Aku akan keluar bersama para pemimpin pengawal.”
“Terima kasih.
Aku mengharap kalian dapat mengerti.”
Maka Pandan
Wangi pun segera melangkah keluar.
Meskipun tampak keragu-raguan membayang di matanya, tetapi ia mematuhi perintah
ayahnya. Demikian pula para pemimrpin pengawal. Mereka mencoba untuk
menyerahkan semua tanggung jawab kepada Ki Argapati sendiri. Dan mereka mencoba
untuk percaya, bahwa pandangan Ki Argapati pasti jauh lebih tajam dari mereka. Tetapi
Wrahasta mempunyai persoalan yang lain. Ia tidak sekedar dirisaukan oleh
kecurigaannya apakah anak muda itu tidak akan berkhianat. Meskipun Pandan Wangi
ikut meninggalkan bilik itu bersamanya dan kedua pemimpin pengawal yang lain,
namun perasaan cemburu yang tergores di dadanya tidak juga menjadi susut.

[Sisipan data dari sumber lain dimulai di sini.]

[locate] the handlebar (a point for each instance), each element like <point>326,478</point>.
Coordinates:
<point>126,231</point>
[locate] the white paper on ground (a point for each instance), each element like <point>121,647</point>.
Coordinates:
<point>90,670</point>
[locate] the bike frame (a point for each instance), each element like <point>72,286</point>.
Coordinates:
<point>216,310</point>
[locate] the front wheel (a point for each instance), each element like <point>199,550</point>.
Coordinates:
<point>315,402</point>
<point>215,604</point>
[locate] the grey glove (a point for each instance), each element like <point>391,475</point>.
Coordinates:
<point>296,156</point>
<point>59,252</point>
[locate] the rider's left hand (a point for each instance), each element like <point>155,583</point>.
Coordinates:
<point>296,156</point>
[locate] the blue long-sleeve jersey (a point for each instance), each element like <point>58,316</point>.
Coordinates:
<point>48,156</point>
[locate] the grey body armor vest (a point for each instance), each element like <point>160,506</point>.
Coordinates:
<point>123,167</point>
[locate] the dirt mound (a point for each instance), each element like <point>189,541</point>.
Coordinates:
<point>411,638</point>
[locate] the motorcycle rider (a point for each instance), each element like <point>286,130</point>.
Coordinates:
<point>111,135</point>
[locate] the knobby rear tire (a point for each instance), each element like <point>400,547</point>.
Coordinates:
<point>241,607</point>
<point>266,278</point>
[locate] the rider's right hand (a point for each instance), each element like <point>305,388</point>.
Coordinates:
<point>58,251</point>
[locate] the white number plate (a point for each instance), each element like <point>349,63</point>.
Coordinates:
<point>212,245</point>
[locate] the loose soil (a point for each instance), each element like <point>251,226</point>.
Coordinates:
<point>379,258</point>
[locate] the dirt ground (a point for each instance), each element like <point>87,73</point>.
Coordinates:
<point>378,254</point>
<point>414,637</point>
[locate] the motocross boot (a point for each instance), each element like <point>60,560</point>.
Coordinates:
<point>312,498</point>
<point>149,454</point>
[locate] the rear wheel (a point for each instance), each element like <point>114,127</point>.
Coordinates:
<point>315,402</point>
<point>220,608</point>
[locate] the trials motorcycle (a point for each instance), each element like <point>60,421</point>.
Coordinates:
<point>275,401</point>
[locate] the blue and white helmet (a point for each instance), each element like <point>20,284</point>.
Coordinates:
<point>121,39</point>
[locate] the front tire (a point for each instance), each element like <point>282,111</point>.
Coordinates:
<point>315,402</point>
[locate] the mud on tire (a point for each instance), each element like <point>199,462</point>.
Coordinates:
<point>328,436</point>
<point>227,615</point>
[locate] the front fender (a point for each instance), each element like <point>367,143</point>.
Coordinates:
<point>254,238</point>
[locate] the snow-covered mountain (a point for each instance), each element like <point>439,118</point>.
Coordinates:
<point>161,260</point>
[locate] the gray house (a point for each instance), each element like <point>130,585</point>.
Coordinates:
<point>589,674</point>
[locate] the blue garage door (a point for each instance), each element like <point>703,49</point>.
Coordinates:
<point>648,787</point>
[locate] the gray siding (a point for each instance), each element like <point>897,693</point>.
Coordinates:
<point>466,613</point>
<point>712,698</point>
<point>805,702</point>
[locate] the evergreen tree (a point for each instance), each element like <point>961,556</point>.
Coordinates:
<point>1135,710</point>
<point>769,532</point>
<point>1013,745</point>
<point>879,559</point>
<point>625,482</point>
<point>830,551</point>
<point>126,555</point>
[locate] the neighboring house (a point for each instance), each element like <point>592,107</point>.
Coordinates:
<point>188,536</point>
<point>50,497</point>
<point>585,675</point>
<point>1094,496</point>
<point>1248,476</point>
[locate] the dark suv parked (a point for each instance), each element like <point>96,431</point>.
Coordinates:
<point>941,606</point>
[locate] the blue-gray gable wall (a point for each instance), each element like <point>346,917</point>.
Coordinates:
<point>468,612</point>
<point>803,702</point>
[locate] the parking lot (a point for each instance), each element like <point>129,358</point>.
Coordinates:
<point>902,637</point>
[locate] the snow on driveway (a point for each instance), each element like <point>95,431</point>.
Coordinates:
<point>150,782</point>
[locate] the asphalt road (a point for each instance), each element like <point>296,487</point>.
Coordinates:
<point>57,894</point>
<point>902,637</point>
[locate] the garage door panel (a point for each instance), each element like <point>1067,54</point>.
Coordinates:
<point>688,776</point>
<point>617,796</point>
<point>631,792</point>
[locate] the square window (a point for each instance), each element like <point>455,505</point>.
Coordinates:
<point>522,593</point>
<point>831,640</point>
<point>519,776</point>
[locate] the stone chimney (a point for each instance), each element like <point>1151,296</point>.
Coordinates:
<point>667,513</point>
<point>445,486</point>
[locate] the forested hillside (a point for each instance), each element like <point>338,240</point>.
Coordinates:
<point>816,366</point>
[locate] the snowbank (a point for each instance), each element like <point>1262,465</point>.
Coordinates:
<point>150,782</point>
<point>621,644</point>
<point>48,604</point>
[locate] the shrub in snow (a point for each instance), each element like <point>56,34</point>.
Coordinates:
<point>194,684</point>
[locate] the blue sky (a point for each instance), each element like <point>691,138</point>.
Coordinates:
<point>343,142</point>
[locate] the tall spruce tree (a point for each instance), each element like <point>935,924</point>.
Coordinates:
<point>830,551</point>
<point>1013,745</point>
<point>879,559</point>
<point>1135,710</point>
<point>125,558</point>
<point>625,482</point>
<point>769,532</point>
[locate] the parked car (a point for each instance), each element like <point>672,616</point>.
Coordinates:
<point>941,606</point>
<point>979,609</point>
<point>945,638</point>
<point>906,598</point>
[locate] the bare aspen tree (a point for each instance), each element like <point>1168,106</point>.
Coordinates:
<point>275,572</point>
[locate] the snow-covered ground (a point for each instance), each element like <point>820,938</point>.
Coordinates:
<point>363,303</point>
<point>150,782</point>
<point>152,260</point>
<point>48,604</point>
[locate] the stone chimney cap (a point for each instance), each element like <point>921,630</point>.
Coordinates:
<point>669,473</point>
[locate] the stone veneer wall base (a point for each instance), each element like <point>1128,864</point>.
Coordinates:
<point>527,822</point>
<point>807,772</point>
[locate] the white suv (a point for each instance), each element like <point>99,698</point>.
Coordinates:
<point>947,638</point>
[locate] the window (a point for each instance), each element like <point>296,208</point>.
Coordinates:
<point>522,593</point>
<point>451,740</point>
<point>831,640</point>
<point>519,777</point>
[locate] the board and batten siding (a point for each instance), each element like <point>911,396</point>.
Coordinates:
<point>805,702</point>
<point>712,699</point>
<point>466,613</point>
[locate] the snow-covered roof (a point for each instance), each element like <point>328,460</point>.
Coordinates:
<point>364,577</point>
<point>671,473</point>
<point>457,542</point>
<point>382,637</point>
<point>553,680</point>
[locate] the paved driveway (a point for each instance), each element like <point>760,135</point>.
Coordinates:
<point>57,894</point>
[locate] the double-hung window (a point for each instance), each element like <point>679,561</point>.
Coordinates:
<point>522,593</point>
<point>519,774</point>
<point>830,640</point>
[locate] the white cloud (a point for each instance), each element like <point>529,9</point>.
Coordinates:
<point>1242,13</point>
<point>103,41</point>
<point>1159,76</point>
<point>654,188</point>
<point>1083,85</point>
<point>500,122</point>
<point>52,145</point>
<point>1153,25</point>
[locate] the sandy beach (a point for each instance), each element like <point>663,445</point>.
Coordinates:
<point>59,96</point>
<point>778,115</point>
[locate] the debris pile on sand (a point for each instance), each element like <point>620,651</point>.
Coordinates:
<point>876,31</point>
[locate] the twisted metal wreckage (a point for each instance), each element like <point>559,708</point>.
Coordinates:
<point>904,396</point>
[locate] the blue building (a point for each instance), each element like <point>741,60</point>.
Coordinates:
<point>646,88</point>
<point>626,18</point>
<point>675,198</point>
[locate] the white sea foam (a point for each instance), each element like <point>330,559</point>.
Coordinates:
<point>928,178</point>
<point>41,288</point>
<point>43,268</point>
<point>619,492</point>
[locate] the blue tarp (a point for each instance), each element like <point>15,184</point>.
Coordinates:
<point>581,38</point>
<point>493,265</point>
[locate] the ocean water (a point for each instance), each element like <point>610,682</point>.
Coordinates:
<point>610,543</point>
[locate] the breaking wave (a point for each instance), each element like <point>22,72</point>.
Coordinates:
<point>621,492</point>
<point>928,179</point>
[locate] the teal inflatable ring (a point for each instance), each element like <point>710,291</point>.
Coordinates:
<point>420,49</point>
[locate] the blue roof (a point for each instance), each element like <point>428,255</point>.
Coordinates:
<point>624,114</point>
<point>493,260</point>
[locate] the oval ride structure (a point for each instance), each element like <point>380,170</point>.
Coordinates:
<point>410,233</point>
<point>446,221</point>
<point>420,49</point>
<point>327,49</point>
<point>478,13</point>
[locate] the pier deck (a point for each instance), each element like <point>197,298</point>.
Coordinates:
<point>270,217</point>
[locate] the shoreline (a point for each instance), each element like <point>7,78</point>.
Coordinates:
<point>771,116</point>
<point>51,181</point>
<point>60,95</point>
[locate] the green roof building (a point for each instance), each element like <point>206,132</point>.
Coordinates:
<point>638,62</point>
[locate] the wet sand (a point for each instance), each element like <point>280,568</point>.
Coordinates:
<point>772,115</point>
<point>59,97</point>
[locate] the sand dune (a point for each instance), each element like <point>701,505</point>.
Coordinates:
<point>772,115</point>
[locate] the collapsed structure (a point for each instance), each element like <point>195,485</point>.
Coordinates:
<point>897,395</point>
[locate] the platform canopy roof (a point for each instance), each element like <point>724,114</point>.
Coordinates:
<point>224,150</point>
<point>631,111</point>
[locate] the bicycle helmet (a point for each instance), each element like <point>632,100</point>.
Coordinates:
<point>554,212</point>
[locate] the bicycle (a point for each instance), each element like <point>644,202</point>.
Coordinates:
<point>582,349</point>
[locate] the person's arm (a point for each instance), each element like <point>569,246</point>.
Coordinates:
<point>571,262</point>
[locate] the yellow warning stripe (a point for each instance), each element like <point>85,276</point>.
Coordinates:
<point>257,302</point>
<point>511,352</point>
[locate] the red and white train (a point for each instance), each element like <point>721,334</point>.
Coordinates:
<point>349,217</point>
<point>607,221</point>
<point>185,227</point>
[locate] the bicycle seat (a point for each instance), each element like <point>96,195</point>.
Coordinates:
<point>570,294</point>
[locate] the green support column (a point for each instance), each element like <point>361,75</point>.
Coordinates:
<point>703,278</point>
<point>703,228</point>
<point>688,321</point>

Apalagi sampai saat itu Pandan Wangi belum pernah menjawab pertanyaannya dengan
memuaskan. Itulah sebabnya, maka persoalannya dengan anak muda yang bernama
Gupita itu jauh lebih banyak dari orang-orang lain. Bahkan Wrahasta menjadi
cemas, apabila benar-benar anak muda itu berhasil menolong Ki Argapati, dan
karena itu, ia akan dapat menarik perhatiannya, apalagi Pandan Wangi sendiri
telah terjerat pula olehnya, maka semua mimpinya akan pecah bertebaran. Namun
untuk sementara ia tidak akan dapat berbuat sesuatu, ia harus tunduk kepada
perintah Ki Argapati. Sementara itu, Gupita masih berdiri di depan pintu. Ki
Gede yang mencoba duduk di tepi pembaringannya tampak gemetar karena lukanya
yang terasa menjadi pedih dan tubuhnya menjadi panas.
“Silahkan
berbaring, Ki Gede,” berkata Gupita. Ki Gede mengangguk-anggukkan kepalanya.
Katanya,
“Maaf anak
muda, aku memang harus berbaring.”
“Ya, Ki Gede
masih belum boleh terlampau banyak bergerak. Silahkan membuka baju Ki Gede, aku
akan membantu menaburkan obat itu.”
Ki Gede tidak
segera menyahut. Bagaimanapun juga, anak muda yang belum pernah dikenalnya ini
kadang-kadang memang menumbuhkan kebimbangan di hatinya. Tetapi Ki Gede tidak
segera menyahut. Dengan tangan yang bergetar dibukanya bungkusan obat yang
diterimanya dari anak muda itu.
Ki Gede
mengangguk-anggukkan kepalanya. Obat ini memang mirip sekali dengan obat yang
pernah diterimanya dahulu. Tetapi ia tidak dapat menyebutnya dengan jelas,
apakah warnanya juga serupa, karena saat anak muda yang gemuk itu memberikan
obat kepadanya, ia tidak dapat melihat dengan jelas, apalagi di dalam
keremangan malam di bawah Pucang Kembar.
Gupita yang
melihat keragu-raguan membayang di wajah Ki Gede berkata,
“Obatnya
memang agak berbeda dengan yang pernah Ki Gede pergunakan dahulu. Obat yang
dahulu adalah obat untuk luka baru. Tetapi obat ini adalah obat untuk mengobati
luka Ki Gede yang telah selang beberapa hari itu.”
Ki Gede
mengangguk-anggukkan kepalanya. Kemudian ia
pun tidak menolak ketika Gupita mendekatinya dan kemudian dengan
hati-hati menaburkan obat di atas luka Ki Gede.
“Setiap dua
atau tiga hari, obat ini harus diperbaharui,” berkata Gupita kemudian.
“Mudah-mudahan
Ki Gede akan sembuh dan segera dapat memimpin pasukan kembali.”
Ki Argapati
mengangguk-angguk pula. Perlahan-lahan ia berdesis,
“Ya,
mudah-mudahan. Tetapi agaknya Ki Tambak Wedi tidak menunggu aku sampai sembuh.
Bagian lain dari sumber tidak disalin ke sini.